Date de publication du RFC : Juin 2015
Auteur(s) du RFC : P. Faltstrom (Netnod), O. Kolkman (ISOC)
Pour information
Première rédaction de cet article le 14 juin 2015
Ce RFC est la documentation d'un nouveau
type d'enregistrement DNS, le type
URI
qui permet de publier des
URI et donc d'avoir un mécanisme pour faire
correspondre un nom de domaine à un URI.
Petit rappel, les URI sont normalisés dans le RFC 3986 et permettent sous une forme simple et compacte d'identifier une ressource sur le Web et, très fréquemment, fournissent les moyens d'y accéder. Traditionnellement, quand on voulait mettre des URI dans le DNS et permettre de les retrouver, on utilisait les NAPTR des RFC 3401 et RFC 3404. Notre nouveau RFC critique cette solution en notant qu'une requête NAPTR récupère tous les NAPTR qu'il faut trier ensuite, pas uniquement ceux liés à un seul service (le triage est d'autant plus compliqué qu'il n'existe toujours aucune bibliothèque en logiciel libre pour manipuler des NAPTR). En effet, le nom du service fait partie des données du NAPTR, pas du nom de domaine (le seul critère de sélection dans une requête DNS, avec le type). La solution de notre RFC 7553 permet cette sélection en mettant le type de service souhaité dans le nom de domaine. En outre, l'URI est trivial à extraire, il est le dernier composant des données de l'enregistrement, et ne nécessite pas de traitement ultérieur (on est loin de la complexité des NAPTR, même si les S-NAPTR du RFC 3958 l'ont un tout petit peu simplifiée).

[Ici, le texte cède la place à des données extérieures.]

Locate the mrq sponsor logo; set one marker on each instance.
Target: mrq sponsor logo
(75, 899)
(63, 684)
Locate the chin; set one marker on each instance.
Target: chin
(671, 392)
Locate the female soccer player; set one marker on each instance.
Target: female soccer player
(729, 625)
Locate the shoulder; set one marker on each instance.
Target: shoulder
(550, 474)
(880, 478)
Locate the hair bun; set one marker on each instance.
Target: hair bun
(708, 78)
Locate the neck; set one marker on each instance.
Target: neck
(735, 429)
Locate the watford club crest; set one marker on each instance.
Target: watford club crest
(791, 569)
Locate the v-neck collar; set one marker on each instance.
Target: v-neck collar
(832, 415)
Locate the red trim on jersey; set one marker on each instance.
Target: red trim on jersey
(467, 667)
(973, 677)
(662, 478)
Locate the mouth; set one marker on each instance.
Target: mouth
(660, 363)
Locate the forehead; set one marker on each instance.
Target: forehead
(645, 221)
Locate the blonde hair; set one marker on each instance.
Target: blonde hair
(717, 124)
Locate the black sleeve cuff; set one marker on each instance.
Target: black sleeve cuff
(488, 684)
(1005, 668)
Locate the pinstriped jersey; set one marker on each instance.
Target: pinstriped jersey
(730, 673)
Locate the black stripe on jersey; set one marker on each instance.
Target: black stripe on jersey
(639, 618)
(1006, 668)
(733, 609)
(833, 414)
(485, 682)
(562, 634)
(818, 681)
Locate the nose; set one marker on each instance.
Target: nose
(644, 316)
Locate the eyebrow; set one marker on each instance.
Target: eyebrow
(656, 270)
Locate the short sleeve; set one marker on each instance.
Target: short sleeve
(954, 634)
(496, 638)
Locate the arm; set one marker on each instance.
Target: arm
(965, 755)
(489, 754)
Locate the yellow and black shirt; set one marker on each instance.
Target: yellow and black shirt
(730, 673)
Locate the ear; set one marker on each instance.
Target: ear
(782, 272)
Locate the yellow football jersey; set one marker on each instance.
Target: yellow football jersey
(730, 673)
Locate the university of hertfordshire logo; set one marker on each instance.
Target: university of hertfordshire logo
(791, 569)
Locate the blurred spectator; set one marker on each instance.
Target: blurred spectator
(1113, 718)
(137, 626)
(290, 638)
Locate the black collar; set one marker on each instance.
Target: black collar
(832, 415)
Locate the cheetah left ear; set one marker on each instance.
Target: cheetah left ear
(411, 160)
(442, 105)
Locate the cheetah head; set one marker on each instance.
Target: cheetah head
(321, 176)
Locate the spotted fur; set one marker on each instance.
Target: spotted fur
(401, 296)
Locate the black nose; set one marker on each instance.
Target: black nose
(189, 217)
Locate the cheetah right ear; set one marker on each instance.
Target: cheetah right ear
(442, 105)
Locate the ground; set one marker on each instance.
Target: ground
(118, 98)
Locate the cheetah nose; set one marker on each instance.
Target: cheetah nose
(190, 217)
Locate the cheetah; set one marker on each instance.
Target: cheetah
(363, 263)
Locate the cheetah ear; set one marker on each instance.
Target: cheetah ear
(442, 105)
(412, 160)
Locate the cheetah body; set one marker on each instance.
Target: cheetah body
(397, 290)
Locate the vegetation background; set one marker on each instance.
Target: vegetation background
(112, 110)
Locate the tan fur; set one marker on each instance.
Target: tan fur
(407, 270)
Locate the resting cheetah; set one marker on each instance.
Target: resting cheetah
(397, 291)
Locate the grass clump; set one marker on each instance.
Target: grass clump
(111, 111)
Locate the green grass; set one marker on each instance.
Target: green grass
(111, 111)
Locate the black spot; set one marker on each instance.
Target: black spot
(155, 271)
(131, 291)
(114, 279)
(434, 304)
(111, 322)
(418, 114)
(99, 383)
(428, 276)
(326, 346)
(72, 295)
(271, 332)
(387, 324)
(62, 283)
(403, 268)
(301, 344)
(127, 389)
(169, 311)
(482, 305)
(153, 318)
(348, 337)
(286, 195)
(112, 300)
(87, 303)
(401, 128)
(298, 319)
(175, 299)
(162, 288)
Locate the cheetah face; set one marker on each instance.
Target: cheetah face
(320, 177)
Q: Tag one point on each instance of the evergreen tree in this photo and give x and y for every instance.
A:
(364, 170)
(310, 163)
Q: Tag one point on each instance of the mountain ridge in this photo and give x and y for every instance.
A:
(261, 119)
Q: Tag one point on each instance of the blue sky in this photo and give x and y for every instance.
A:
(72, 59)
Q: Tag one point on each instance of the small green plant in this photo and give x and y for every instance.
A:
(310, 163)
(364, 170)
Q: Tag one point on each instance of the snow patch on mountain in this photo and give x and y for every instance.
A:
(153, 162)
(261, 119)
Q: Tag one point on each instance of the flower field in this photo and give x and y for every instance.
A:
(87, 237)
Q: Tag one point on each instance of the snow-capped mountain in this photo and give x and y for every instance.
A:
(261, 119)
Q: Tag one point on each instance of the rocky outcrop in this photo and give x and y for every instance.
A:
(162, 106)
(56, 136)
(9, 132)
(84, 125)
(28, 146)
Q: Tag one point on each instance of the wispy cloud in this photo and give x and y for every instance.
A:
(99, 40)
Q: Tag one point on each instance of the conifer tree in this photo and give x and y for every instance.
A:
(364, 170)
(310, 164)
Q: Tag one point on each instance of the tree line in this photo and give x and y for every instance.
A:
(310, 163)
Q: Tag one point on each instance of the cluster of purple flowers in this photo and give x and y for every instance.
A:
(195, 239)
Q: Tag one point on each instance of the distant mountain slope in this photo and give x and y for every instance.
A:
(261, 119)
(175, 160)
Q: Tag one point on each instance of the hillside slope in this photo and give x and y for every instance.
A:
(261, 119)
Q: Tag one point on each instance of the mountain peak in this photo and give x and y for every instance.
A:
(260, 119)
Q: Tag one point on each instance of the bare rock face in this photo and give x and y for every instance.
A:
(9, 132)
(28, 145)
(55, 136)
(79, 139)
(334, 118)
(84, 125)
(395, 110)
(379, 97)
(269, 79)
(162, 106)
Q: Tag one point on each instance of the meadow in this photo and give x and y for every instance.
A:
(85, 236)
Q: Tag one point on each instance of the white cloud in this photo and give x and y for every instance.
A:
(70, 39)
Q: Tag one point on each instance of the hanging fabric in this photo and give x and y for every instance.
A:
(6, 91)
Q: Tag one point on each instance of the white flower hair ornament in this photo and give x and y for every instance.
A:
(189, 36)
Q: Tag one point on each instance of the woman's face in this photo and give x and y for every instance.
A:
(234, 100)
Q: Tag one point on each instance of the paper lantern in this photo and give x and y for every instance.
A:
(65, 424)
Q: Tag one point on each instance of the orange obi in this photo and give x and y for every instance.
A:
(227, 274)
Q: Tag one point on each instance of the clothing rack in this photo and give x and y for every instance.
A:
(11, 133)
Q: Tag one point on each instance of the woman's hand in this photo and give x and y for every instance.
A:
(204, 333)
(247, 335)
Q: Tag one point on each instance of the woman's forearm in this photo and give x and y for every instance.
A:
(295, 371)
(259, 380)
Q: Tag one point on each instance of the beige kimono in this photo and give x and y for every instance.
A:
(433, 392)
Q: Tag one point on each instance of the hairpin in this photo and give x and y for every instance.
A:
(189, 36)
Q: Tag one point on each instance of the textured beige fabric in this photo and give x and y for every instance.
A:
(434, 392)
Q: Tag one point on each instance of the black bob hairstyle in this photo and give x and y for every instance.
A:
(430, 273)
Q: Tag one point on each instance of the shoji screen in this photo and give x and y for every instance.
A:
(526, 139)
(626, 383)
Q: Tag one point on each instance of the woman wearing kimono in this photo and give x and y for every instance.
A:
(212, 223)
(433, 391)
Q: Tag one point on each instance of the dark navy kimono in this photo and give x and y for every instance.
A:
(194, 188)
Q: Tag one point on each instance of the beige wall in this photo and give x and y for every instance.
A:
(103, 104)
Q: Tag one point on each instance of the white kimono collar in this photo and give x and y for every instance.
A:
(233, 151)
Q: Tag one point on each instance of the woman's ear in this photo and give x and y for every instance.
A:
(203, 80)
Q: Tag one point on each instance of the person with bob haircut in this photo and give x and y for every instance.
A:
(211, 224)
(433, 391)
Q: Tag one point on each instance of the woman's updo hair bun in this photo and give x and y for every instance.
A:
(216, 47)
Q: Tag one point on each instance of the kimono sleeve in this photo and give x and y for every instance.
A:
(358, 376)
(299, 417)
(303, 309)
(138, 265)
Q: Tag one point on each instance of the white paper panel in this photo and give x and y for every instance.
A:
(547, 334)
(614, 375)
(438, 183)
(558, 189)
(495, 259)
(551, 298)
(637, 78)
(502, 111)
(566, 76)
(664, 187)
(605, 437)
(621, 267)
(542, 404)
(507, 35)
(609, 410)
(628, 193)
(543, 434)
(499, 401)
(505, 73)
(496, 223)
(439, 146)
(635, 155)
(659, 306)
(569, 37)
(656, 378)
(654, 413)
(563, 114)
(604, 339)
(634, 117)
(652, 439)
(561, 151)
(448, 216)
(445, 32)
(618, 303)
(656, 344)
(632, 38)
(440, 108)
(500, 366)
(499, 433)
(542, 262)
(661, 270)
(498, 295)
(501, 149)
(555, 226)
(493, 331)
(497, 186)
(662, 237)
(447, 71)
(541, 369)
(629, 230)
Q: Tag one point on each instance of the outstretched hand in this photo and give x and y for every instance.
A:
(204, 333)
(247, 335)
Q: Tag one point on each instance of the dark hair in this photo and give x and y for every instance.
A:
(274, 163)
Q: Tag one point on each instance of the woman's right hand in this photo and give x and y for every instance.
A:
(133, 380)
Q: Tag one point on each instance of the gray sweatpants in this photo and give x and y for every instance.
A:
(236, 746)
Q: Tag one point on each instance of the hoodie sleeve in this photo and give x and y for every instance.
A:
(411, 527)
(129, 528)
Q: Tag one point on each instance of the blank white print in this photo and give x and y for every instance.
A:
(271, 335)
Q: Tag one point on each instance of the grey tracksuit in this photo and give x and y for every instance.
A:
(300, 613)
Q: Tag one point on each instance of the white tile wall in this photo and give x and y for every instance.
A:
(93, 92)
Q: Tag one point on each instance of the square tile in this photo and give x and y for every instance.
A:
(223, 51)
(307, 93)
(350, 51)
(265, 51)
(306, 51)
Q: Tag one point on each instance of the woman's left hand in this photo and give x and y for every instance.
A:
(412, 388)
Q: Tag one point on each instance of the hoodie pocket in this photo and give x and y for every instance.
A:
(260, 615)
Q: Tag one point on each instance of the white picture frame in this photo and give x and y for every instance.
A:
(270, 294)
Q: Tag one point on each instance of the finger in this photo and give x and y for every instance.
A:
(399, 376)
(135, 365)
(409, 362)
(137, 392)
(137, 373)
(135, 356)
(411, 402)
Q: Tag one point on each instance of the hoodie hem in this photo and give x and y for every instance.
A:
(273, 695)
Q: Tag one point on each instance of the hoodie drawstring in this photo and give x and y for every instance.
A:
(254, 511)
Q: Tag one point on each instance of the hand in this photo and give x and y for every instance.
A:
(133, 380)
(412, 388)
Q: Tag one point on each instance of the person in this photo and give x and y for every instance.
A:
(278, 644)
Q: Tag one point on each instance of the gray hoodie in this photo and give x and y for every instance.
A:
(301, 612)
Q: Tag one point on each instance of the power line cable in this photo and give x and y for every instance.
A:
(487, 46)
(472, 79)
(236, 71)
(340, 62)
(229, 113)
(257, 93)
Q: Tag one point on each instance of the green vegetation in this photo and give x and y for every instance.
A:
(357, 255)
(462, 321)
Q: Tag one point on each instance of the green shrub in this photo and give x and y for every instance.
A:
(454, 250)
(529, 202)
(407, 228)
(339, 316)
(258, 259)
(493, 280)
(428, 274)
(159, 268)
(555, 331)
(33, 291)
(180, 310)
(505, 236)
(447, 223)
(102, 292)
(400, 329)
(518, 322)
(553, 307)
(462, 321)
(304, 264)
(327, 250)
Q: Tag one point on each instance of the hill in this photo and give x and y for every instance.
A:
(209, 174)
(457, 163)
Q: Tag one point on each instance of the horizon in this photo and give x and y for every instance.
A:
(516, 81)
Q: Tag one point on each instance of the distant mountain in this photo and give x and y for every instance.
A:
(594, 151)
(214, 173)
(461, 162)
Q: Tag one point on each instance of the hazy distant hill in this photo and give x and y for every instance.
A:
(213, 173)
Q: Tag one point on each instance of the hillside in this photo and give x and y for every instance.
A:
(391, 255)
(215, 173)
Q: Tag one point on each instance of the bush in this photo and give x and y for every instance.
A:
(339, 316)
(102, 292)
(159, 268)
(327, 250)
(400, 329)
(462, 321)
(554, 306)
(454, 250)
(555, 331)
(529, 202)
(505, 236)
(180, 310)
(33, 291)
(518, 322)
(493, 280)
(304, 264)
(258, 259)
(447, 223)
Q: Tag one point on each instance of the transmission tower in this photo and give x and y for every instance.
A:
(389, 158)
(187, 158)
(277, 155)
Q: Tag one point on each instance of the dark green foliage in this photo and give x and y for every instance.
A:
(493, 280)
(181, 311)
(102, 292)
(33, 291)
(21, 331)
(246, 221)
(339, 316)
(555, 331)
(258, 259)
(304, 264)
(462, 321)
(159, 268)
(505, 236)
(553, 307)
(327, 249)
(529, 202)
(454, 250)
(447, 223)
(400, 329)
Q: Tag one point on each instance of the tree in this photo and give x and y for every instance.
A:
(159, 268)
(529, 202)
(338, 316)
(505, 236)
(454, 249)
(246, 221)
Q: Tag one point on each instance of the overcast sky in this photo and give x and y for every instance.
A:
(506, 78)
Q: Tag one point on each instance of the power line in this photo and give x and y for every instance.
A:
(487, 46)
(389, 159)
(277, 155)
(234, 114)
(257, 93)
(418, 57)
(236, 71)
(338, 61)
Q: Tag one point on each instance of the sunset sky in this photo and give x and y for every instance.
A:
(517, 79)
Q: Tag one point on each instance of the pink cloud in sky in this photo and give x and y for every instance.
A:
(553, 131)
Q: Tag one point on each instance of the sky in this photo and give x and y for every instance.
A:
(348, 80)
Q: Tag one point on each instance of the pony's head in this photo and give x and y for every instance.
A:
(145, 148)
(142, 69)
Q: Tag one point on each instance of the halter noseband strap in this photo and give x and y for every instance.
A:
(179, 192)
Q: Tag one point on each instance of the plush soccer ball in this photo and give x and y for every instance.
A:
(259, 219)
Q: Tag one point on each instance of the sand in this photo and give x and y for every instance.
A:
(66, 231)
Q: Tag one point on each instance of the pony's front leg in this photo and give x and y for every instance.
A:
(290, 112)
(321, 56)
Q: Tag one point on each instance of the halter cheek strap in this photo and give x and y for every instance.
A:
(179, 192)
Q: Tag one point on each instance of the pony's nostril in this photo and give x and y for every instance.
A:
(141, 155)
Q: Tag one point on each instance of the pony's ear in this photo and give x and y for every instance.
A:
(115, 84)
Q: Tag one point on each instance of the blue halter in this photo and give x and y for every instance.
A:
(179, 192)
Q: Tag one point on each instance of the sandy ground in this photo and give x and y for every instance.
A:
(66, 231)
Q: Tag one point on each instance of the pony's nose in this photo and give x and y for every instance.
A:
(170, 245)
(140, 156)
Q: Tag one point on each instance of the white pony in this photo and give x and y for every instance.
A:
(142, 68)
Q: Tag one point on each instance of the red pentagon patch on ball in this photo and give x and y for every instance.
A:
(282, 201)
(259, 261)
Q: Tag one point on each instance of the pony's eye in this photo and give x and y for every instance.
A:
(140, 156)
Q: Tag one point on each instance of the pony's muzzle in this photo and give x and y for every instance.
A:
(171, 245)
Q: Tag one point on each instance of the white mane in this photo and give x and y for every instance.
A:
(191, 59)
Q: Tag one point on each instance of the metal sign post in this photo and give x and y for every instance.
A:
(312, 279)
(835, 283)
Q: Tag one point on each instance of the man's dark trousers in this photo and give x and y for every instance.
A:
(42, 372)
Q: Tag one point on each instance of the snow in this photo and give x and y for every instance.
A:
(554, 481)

Donc, dès que vous avez besoin d'une correspondance simple entre un
nom de domaine et un URL, allez-y, ce type d'enregistrement est fait
pour vous. À quoi ressemble-t-il (section 4 du RFC) ? Le format de
présentation en texte met dans les données (la partie
droite de l'enregistrement) une priorité, suivie d'un poids et de
l'URI (nommé Target
). Cela donne comme exemple :
_ftp._tcp.example.net. IN URI 10 1 "ftp://ftp1.example.com/public"
Priorité et poids ont la même sémantique que dans le RFC 2782 (voir plus loin).
Le nom de domaine suit certaines conventions (section 4.1), notamment d'indiquer le service demandé (pris dans le registre IANA qu'avait créé le RFC 6335) et le protocole utilisé, précédés d'un tiret bas.
L'enregistrement URI a le type 256 et figure à ce titre dans le registre IANA des types DNS.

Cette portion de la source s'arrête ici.